Take many jazz arrangements for example, for a beginner these can be very difficult. Jazz is most of the time swung and can include odd time signatures with variation in parts.
These are just a few concepts that a beginner, and even some intermediate drummers can struggle with.
On the other hand, this may not be a problem to some drummers. If you listen to a lot of classic rock, those songs are much more obtainable for a starter. They are very strait-laced, verses, choruses, and maybe some bridges.
Check out our article on song structure for more information.
In terms of a way to tackle this, there really is not. If you’re trying to jam with some Rush songs two months in, then you will most likely need to allow further time to develop those skills.
Setting aside a small section of your practice time for those higher-level techniques could help speed up your goal to play that song.

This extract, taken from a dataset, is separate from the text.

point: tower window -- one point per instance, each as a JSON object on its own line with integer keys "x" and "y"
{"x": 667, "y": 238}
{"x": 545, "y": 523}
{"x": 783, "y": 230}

Use songs you cannot quite grasp as goals throughout your drumming path. Do not be afraid to branch out and seek challenging pieces to heighten your hunger to learn.
You can also check out our list of the easiest songs for beginner drummers.
5. All the drums, cymbals, and heads!
No drum set comes a like, neither does anyone drummer. There is not any set-in stone way to play the drums or set them up.
This can become a never-ending road of trying to find the perfect kit or the most efficient way to play. The slew of cymbals, drumheads and drums are a pit that has no bottom.
Your snare sounds good, but it could be better, you will be going through head after head and drum after drum to find the perfect sound.
You can play paradiddles at a fast speed and evenly, but you can go faster, playing with more ease causing less energy to be expelled.
Being happy with what you can do and what gear you have is very difficult. As a beginner it is especially important to learn that it doesn’t matter how good or expensive the gear is, it all comes down to who is sitting behind the kit. A good drummer is far greater a quality than good gear is as a property.
Now as you go along the drumming path certain gear of course is of a higher quality, but ultimately you must learn how to get the most out of the piece of equipment.
6. Keeping groove and time is difficult
Altogether different lessons in drumming are chops, vocabulary, stickings, dynamics, coordination, etc.
Two quintessential categories are time and groove. In other words, this is what separates the good form the great.
Time is the concept of being able to hold down the beat without sway, unless the speed is supposed to be.
Some of us come around with an onboard clock and it just clicks on allowing time to be kept without much thought, others severely struggle with the action.
Groove is playing with the song, giving it an undeniable feel. Again, on one hand you have players who can groove and keep the song flowing without foresight. In the other it requires training and prep.
Together the concepts are not easily taught and are more so grasped as a feeling; you feel the time and you feel the groove. Inheriting ideas as such can be learned but it is much better to experience.
A good way to practice this is to first pick a song you enjoy playing to. Practice playing along with the drum track.
Next, go online and find a drumless version of it, or make one yourself with the many apps available such as Moises.
Try playing along without the aid of the already written drums. This forces you to make the drums and song feel the way they should, invoking keeping the time, and keeping the song grooving.
Drumming is not an easy task, and it can feel better to quit than to continue. The reward at the end of the tunnel is very much satisfying and that should keep one playing along till their goals are met.
Here, just a few of the common issues with the instrument were displayed, the door is open for many more.
An aspiring musician has many challenges without clear answers, in which separates them from the world abroad. Other professions and hobbies come with a clear path of accomplishments; drums come with a slew of different approaches to solve issues.
Approach them all confidently and do not allow them to drag you down. It may take a little bit of extra practice or a bit more research, in the end a solution is there.